According to the historian Igor Narski , there was a tendency in international historiography to regard both models of interpretation as insufficiently productive. The politics of war communism are mostly described as a strange combination of the principles of Bolshevik doctrine and the need to respond to bitter reality, which is why there are conflicting interpretations, unexpected twists and turns, conflicts in political leadership, and concerns in determining potential supporters and opponents have given.

Web links

literature

  • Helmut Altrichter : State and Revolution in Soviet Russia. 1917–1922 / 23. Series of earnings from research, vol. 148, Wissenschaftliche Buchgesellschaft, Darmstadt 1981.
  • Michail Heller , Alexander Nekrich : History of the Soviet Union. 2 volumes. Athenaeum, Königstein 1981/82. (Presentation of the history of the Soviet Union from the point of view of two historians who emigrated from the USSR, abundant source material available)
  • Edgar Hösch , Hans-Jürgen Grabmüller : Dates of Soviet history. From 1917 to the present.
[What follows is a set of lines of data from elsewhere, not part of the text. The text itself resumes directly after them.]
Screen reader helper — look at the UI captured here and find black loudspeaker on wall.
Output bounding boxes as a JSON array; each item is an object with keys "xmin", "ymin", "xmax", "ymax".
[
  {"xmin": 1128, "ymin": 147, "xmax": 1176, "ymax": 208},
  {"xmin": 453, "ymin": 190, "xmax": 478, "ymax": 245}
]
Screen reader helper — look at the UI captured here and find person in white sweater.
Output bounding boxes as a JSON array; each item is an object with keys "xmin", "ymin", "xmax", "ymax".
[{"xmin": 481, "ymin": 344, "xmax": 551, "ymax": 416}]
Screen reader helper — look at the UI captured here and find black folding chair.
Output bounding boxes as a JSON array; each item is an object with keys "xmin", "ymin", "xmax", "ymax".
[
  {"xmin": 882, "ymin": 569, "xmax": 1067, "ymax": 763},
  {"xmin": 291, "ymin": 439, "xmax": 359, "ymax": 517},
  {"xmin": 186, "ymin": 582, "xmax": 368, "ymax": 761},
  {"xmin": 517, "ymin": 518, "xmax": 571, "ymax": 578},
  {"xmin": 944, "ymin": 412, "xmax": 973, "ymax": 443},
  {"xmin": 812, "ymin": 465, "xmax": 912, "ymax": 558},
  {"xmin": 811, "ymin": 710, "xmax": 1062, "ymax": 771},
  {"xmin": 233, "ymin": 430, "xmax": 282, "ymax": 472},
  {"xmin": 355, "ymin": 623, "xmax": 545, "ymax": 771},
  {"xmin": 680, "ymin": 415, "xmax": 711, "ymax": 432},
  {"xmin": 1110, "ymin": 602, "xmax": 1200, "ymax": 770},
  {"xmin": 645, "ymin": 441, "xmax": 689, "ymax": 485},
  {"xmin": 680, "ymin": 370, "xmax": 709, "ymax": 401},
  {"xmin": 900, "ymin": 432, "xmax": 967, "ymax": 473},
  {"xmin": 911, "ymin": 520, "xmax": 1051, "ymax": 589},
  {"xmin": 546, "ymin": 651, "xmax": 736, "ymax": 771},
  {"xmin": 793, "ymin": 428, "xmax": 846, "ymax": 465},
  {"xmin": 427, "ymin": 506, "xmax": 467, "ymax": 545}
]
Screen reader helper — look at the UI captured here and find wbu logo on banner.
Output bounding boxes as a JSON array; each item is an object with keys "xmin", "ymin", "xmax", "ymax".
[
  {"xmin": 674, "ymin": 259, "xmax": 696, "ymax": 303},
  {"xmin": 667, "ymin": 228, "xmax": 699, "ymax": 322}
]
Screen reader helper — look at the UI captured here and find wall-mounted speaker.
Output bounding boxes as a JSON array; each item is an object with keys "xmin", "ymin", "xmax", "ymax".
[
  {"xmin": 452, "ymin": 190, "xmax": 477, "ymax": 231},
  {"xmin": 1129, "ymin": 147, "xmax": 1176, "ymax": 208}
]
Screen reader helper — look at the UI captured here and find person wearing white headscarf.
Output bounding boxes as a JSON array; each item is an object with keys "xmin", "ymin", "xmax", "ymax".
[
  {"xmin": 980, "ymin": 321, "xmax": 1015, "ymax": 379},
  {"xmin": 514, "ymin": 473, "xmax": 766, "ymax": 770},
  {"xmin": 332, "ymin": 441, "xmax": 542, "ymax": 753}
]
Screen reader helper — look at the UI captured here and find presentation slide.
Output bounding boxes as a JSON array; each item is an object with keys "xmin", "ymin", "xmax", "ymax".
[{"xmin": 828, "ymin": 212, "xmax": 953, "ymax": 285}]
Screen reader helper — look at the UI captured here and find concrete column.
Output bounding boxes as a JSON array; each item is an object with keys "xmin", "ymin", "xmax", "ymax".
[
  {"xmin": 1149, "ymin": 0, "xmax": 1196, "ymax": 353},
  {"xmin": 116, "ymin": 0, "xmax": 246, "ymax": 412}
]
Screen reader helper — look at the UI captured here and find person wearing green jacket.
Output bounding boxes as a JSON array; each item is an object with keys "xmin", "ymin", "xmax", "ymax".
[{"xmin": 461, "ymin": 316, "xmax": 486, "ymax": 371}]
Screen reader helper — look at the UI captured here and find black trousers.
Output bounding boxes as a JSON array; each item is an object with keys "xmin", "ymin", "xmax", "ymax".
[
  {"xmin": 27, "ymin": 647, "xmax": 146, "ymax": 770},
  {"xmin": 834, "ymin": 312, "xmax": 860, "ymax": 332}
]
Deutscher Taschenbuch Verlag, Munich 1981. (extensive chronological data collection with explanations)
  • Manfred Hildermeier : The Russian Revolution 1905–1921. Edition Suhrkamp 1534, Frankfurt am Main 1981.
  • LN Jurowskij: Deneschnaja politika sovjetskoj vlasti (1917–1927). (Monetary Policy of the Soviet Power - 1917 to 1927), Moscow 1928.
  • Leo Kritsman : The Heroic Period and the Great Russian Revolution: Attempting to Analyze So-called War Communism , Vienna 1971. (Reprint from 1929)
  • Richard Lorenz : Social History of the Soviet Union I. 1917–1945. Edition suhrkamp 654, Frankfurt am Main 1976.
  • Silvana Malle : The Economic Organization of War Communism, 1918–1921. Revised new edition, Cambridge University Press, 2002, ISBN 0-521-52703-1 .
  • Evan Mawdsley : The Russian Civil War. Birlinn, Edinburgh, 2005, ISBN 1-84341-024-9 .
  • Günther Stökl : Russian history. From the beginnings to the present (= Kröner's pocket edition . Volume 244). 5th enlarged edition. Kröner, Stuttgart 1990, ISBN 3-520-24405-5 (chronological presentation of the history of Russia and the Soviet Union; standard work in German with an extensive directory of scientific literature).

Individual evidence

  1. Information on political education 182, 1979 The Soviet Union , Federal Center for Political Education
  2. Orlando Figes The Tragedy of a People - The Epoch of the Russian Revolution 1891 to 1924 , Berlin Verlag, Berlin 1998, ISBN 3827002435 .
  3. ^ Richard Pipes The Russian Revolution , Volume 2, Rowohlt 1992, p. 557, ISBN 3871340251 .
  4. Wolfgang Leonhard What is communism? , Bertelsmann Verlag GmbH 1976, p. 37.
  5. The historian Igor Narskij on the interpretation models.